In summary, the polarized parallel line source provides a polarized line beam to form a line on the surface to be measured, the undulation of which reflects the topography of the surface to be measured. When the polarized light beam is irradiated onto the surface to be measured, the grain defects of the surface to be measured or other mechanical processing may cause irregular scattering of the polarized light beam. When the polarized light beam having an irregular polarization state reaches the first polarizing element, it is filtered by the first polarizing element, so that only a part of the polarized line beam having the stereoscopic information of the surface to be measured can reach the telecentricity through the first polarizing element. Image capture device. The telecentric image capturing device can receive a beam of polarized light having a small diffusion angle scattered from the surface to be measured, and does not receive a beam of a large diffusion angle that is irregularly scattered by the surface knife. In this way, the stereo scanning system can eliminate measurement errors caused by irregularities in the surface structure of the object to be tested.

The present disclosure has been disclosed in the above embodiments, and is not intended to limit the disclosure. Any one skilled in the art can make various modifications and retouchings without departing from the spirit and scope of the disclosure. The scope is subject to the definition of the scope of the patent application attached.
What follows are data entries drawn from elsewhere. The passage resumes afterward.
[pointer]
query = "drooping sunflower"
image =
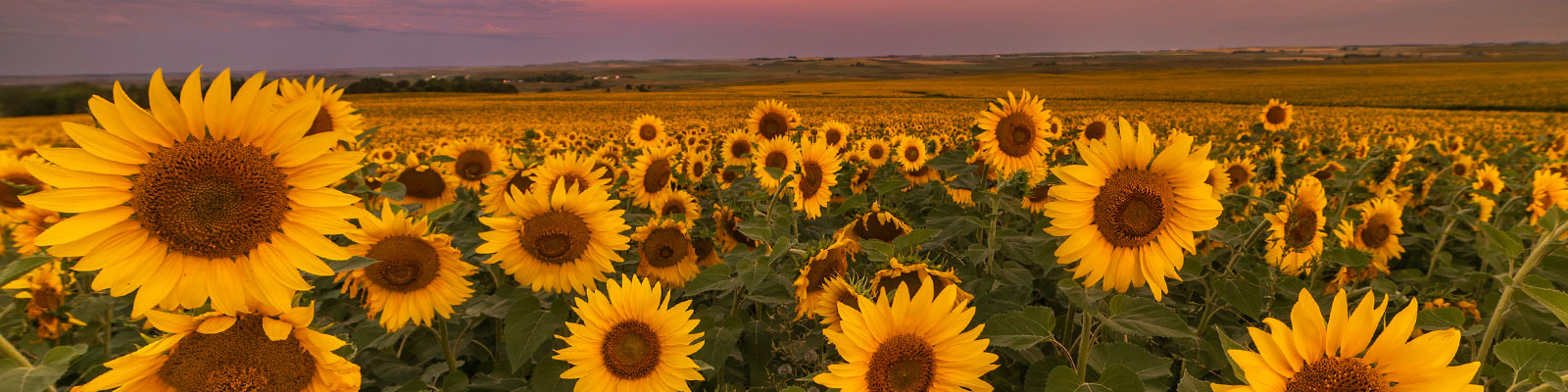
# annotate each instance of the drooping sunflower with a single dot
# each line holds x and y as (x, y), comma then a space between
(819, 172)
(647, 132)
(333, 117)
(1277, 115)
(1129, 214)
(263, 350)
(1015, 132)
(827, 264)
(772, 120)
(182, 203)
(417, 274)
(557, 242)
(911, 339)
(631, 339)
(1343, 355)
(666, 255)
(780, 154)
(1296, 232)
(474, 161)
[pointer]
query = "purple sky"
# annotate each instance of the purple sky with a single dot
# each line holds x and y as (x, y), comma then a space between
(109, 36)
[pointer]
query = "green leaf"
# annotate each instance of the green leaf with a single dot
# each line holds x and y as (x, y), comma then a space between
(1019, 329)
(1145, 318)
(1528, 357)
(353, 264)
(21, 267)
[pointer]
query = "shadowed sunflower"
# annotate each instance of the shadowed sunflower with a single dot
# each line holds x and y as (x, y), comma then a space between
(827, 264)
(245, 352)
(557, 242)
(201, 198)
(416, 276)
(772, 120)
(1277, 115)
(780, 154)
(1129, 216)
(647, 132)
(631, 339)
(819, 172)
(474, 161)
(666, 255)
(1296, 232)
(1015, 132)
(653, 174)
(908, 341)
(1343, 355)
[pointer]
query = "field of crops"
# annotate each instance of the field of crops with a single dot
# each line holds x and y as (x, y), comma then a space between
(1325, 227)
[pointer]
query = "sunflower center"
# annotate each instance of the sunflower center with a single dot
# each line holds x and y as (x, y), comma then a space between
(1337, 375)
(405, 264)
(1275, 115)
(239, 358)
(665, 247)
(1133, 204)
(809, 179)
(904, 363)
(631, 350)
(10, 192)
(211, 198)
(1015, 135)
(1376, 234)
(321, 122)
(658, 176)
(773, 125)
(422, 182)
(556, 237)
(472, 165)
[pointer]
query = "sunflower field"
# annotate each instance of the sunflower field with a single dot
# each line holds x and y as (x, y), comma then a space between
(274, 235)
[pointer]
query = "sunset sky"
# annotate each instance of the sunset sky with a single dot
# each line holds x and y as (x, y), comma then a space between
(107, 36)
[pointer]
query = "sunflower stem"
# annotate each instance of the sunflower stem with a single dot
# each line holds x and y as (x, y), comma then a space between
(1542, 248)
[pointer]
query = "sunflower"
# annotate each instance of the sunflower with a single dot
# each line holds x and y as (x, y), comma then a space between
(647, 132)
(1343, 355)
(474, 161)
(780, 154)
(1015, 132)
(557, 242)
(827, 264)
(264, 350)
(666, 255)
(631, 339)
(198, 195)
(1379, 231)
(334, 115)
(1129, 216)
(913, 339)
(46, 290)
(1296, 235)
(819, 172)
(1277, 115)
(416, 276)
(772, 120)
(681, 203)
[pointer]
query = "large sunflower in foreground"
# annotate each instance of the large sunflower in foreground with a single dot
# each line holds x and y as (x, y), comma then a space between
(266, 350)
(1343, 353)
(631, 339)
(1129, 216)
(908, 341)
(812, 184)
(1296, 232)
(557, 242)
(416, 276)
(1015, 132)
(201, 198)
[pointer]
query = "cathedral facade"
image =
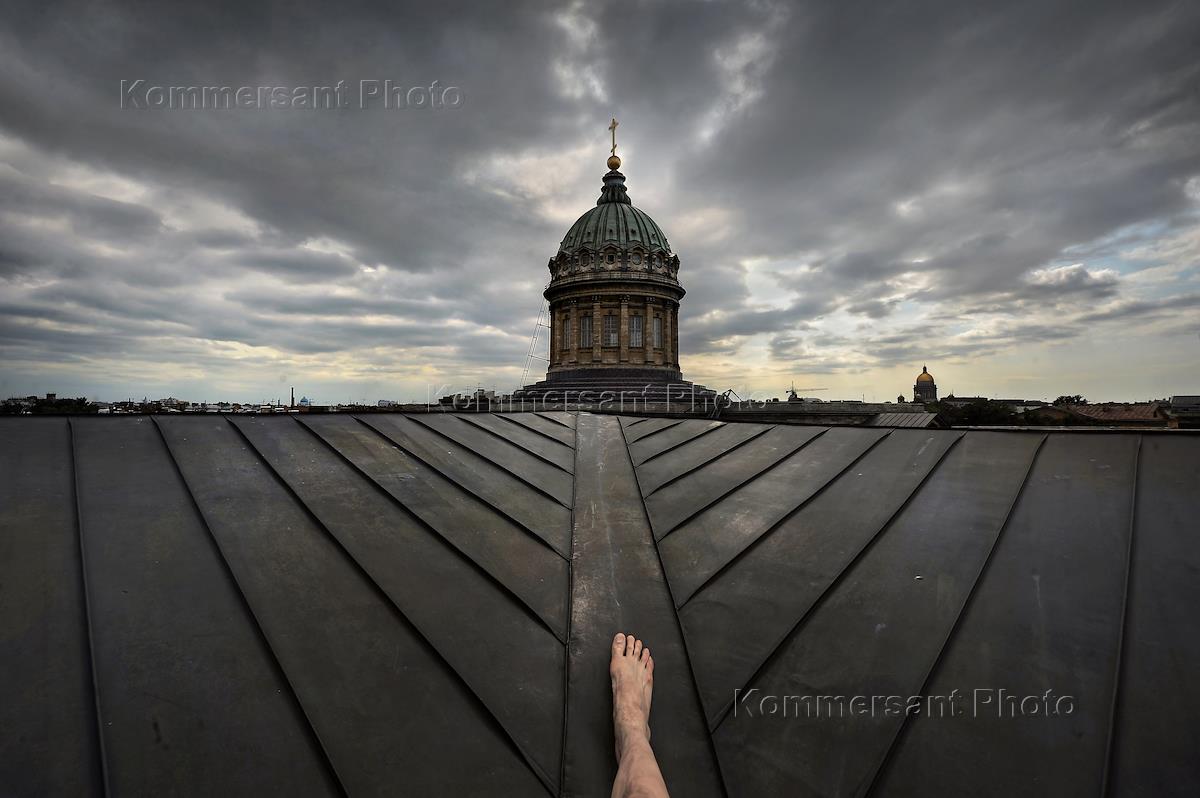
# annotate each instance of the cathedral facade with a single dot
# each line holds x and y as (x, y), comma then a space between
(613, 298)
(924, 390)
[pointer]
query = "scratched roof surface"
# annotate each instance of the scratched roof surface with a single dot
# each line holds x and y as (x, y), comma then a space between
(421, 605)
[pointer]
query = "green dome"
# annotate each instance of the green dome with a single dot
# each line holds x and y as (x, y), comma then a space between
(615, 221)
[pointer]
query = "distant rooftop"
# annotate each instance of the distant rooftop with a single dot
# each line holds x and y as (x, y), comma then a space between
(390, 604)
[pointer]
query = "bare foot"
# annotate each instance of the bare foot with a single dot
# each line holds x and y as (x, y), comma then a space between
(633, 683)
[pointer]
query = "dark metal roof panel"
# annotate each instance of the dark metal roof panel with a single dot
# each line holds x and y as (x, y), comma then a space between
(157, 585)
(413, 564)
(412, 589)
(49, 745)
(385, 707)
(879, 631)
(1047, 616)
(761, 595)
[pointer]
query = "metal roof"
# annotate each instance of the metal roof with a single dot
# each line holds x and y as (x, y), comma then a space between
(423, 605)
(903, 420)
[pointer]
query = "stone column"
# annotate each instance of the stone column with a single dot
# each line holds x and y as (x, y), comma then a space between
(667, 339)
(597, 330)
(647, 331)
(675, 336)
(623, 330)
(575, 334)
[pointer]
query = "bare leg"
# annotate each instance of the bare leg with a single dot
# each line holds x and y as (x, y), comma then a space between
(633, 683)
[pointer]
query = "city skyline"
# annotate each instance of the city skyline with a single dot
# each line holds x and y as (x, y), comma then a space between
(1011, 198)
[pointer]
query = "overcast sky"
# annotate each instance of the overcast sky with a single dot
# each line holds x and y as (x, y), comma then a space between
(1011, 196)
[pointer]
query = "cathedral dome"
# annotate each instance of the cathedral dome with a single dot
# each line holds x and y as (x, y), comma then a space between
(615, 222)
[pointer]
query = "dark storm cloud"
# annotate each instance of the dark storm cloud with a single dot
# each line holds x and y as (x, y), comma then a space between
(933, 155)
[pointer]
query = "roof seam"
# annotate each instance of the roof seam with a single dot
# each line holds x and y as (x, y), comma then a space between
(719, 455)
(673, 424)
(675, 613)
(750, 479)
(1114, 709)
(431, 528)
(396, 610)
(486, 460)
(682, 443)
(570, 616)
(552, 420)
(465, 489)
(469, 419)
(315, 736)
(901, 730)
(785, 519)
(88, 615)
(510, 418)
(837, 580)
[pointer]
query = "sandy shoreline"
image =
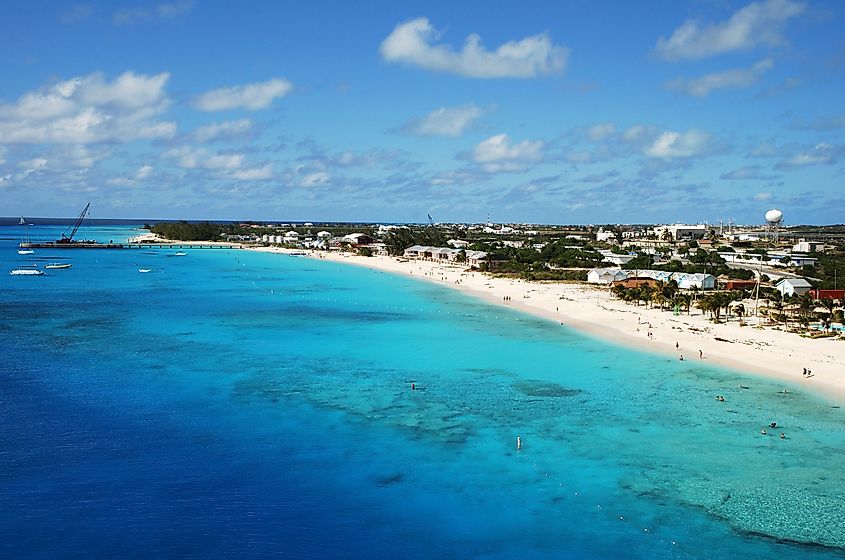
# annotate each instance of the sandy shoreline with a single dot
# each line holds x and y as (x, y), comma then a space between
(765, 352)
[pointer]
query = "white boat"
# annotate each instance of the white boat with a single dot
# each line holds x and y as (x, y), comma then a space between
(25, 240)
(26, 272)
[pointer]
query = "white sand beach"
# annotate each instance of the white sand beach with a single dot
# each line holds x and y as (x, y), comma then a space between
(593, 310)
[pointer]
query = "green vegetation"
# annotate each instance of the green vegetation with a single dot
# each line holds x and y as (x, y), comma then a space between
(185, 231)
(829, 270)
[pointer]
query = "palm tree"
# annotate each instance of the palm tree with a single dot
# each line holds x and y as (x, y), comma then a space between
(739, 309)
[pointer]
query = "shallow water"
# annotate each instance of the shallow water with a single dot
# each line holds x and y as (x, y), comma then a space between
(230, 403)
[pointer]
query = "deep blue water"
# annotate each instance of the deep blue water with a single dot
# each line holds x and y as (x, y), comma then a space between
(235, 404)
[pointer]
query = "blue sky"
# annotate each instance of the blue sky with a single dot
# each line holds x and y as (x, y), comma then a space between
(531, 111)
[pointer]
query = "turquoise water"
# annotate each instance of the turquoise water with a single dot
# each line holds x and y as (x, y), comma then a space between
(236, 404)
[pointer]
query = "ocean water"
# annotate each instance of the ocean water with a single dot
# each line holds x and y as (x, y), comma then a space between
(232, 404)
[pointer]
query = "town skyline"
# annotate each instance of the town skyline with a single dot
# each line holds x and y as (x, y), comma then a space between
(533, 113)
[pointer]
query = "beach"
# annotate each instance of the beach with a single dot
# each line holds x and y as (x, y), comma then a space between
(767, 352)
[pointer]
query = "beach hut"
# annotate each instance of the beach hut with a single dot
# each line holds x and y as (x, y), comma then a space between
(793, 286)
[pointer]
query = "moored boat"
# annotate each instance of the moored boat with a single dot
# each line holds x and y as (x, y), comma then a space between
(26, 272)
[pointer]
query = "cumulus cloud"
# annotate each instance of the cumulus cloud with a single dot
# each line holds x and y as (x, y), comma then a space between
(820, 154)
(223, 131)
(745, 172)
(671, 145)
(163, 11)
(31, 166)
(445, 121)
(89, 109)
(759, 23)
(254, 174)
(412, 42)
(251, 96)
(77, 13)
(222, 165)
(600, 131)
(498, 153)
(729, 79)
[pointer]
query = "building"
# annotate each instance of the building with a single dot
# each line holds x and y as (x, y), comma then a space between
(804, 246)
(684, 280)
(636, 282)
(606, 276)
(680, 232)
(605, 236)
(828, 294)
(793, 286)
(740, 284)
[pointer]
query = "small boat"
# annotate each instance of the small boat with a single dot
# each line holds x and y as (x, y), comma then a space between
(25, 240)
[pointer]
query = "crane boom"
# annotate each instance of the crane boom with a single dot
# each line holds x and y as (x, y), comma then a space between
(76, 224)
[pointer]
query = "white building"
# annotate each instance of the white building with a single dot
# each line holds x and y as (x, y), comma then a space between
(606, 276)
(793, 286)
(680, 232)
(605, 236)
(804, 246)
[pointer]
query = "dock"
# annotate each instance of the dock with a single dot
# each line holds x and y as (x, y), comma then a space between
(86, 245)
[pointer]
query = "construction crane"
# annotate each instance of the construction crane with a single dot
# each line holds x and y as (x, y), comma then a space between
(69, 238)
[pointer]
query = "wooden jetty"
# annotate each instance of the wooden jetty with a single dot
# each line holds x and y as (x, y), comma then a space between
(93, 245)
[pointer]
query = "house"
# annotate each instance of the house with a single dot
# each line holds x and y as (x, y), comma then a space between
(740, 284)
(606, 276)
(605, 236)
(357, 239)
(828, 294)
(636, 282)
(793, 286)
(698, 280)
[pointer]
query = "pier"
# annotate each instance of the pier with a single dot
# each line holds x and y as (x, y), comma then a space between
(86, 245)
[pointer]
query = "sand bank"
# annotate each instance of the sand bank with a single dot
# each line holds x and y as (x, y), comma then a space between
(767, 352)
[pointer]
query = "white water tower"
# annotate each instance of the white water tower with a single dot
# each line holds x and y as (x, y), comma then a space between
(774, 218)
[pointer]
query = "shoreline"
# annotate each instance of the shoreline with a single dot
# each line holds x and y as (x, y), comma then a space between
(766, 353)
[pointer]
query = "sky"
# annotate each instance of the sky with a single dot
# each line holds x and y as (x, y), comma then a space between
(561, 112)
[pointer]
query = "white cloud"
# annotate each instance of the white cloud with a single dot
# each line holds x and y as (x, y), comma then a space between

110‧‧‧Polarized parallel line source

112, 115‧‧‧ polarized beam

114, 116‧‧‧ optical axis

150‧‧‧ telecentric image capture device

152‧‧‧ camera

154‧‧‧ telecentric lens

160‧‧‧First polarizing element

900‧‧‧ platform

905‧‧‧Test object

910‧‧‧To be tested

912‧‧‧ normal

Claims (8)

A stereo scanning system comprising: a polarization parallel line source, providing a polarization beam to a surface to be measured, wherein the polarization beam has a diffusion angle of less than 10 degrees, the polarization parallel line source comprising: a polarization source for providing a polarized beam; a cylindrical lens for shaping the polarized beam into the polarized beam; and a collimating element for collimating the polarized beam; a telecentric image capturing device for capturing the beam a polarized light beam on the surface to be measured; and a first polarizing element disposed between the telecentric image capturing device and the surface to be tested, wherein the polarization state of the polarized light beam and the polarization of the first polarizing element The states are substantially orthogonal. The stereoscopic scanning system of claim 1, wherein the polarized light source is a laser light source. The stereo scanning system of claim 1, wherein the polarized light beam is incident on the surface to be tested. The stereo scanning system of claim 1, wherein the telecentric image capturing device obliquely captures the polarized light beam on the surface to be tested. The stereoscopic scanning system of claim 1, wherein the telecentric image capturing device comprises: a camera; and a telecentric lens disposed between the camera and the first polarizing element. A stereo scanning system comprising: a polarization parallel line source, providing a polarization beam to a surface to be measured, wherein the polarization beam has a diffusion angle of less than 10 degrees, and the polarization parallel line source comprises: a line source for providing a line a light beam; a collimating element for collimating the line beam; and a second polarizing element for polarizing the collimated line beam into the polarized line beam; a telecentric image capturing device for capturing The polarized light beam on the surface to be tested; and a first polarizing element disposed between the telecentric image capturing device and the surface to be tested, wherein the polarization state of the polarized light beam and the first polarizing element The polarization states are substantially orthogonal. The stereo scanning system of claim 6, wherein the line source comprises a plurality of point sources arranged in a direction. The stereoscopic scanning system of claim 6, wherein the point light sources are light emitting diodes.